Emsland. Der Sommer bringt nicht nur Sonnenstunden für Freigänger-Katzen, sondern auch ein erhöhtes Risiko im Fressnapf. Hohe Temperaturen lassen Nassfutter in kürzester Zeit kippen – übrig bleiben Bakterien, Pilze und oft ein Futterverweigerer auf vier Pfoten.
Sommerhitze und Biofilm: Ein unterschätztes Problem
Gerade im Sommer ist es wichtig, den Katzennapf täglich gründlich zu reinigen. Selbst kleinste Futterreste können innerhalb kurzer Zeit einen Biofilm bilden, der mit bloßem Auge kaum sichtbar ist. Die Folgen reichen von Durchfall über Infektionen bis hin zum Futterstreik.

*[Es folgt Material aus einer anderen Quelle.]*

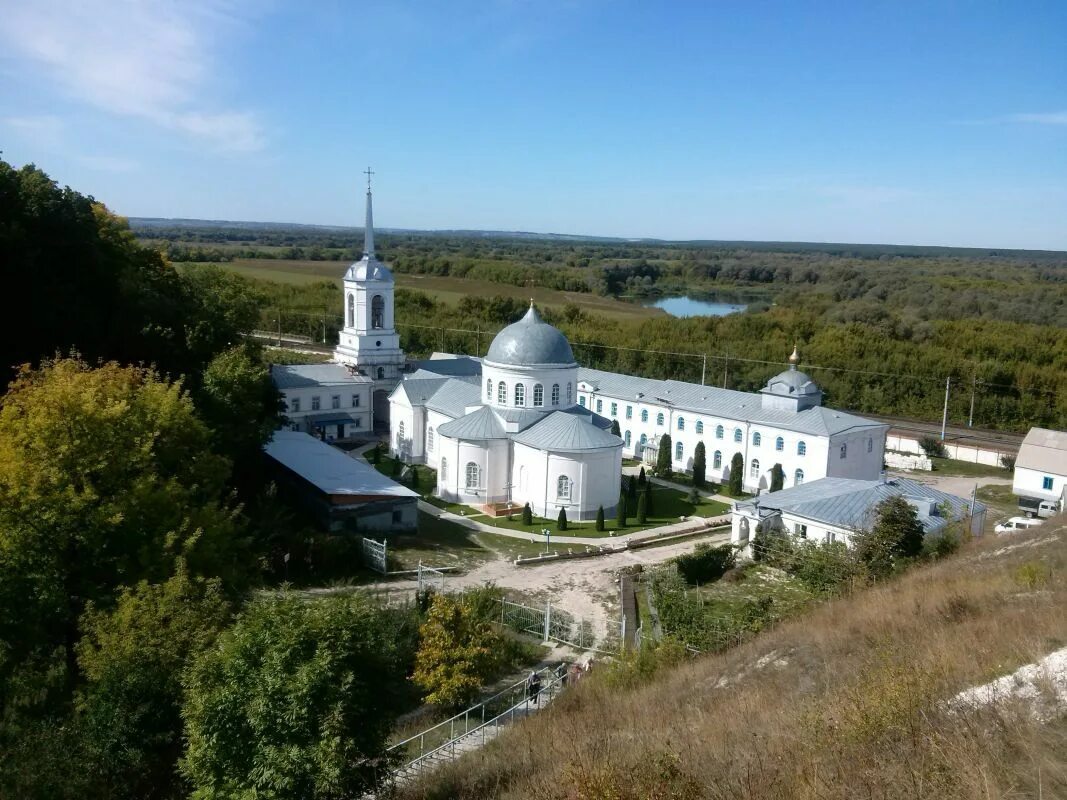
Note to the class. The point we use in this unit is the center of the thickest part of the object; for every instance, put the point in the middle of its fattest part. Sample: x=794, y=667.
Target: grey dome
x=368, y=269
x=530, y=342
x=792, y=383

So machst du’s richtig – Napfhygiene in fünf Schritten
- Futterreste direkt nach dem Fressen entfernen
- Napf mit einem katzenfreundlichen Reinigungsmittel einsprühen
- Mindestens 30 Sekunden einwirken lassen
- Gründlich mit klarem Wasser ausspülen
- Gut trocknen oder direkt neu befüllen
Verzichte auf aggressive Reiniger – diese können gesundheitsschädlich sein und werden von empfindlichen Katzennasen schnell erkannt und gemieden.
Hygiene schützt Gesundheit
Ein sauberer Napf ist keine Nebensache, sondern essenziell für die Gesundheit deiner Katze. Gerade bei sommerlicher Hitze lohnt sich ein kritischer Blick – und ein hygienischer Umgang mit Napf und Wasserstelle.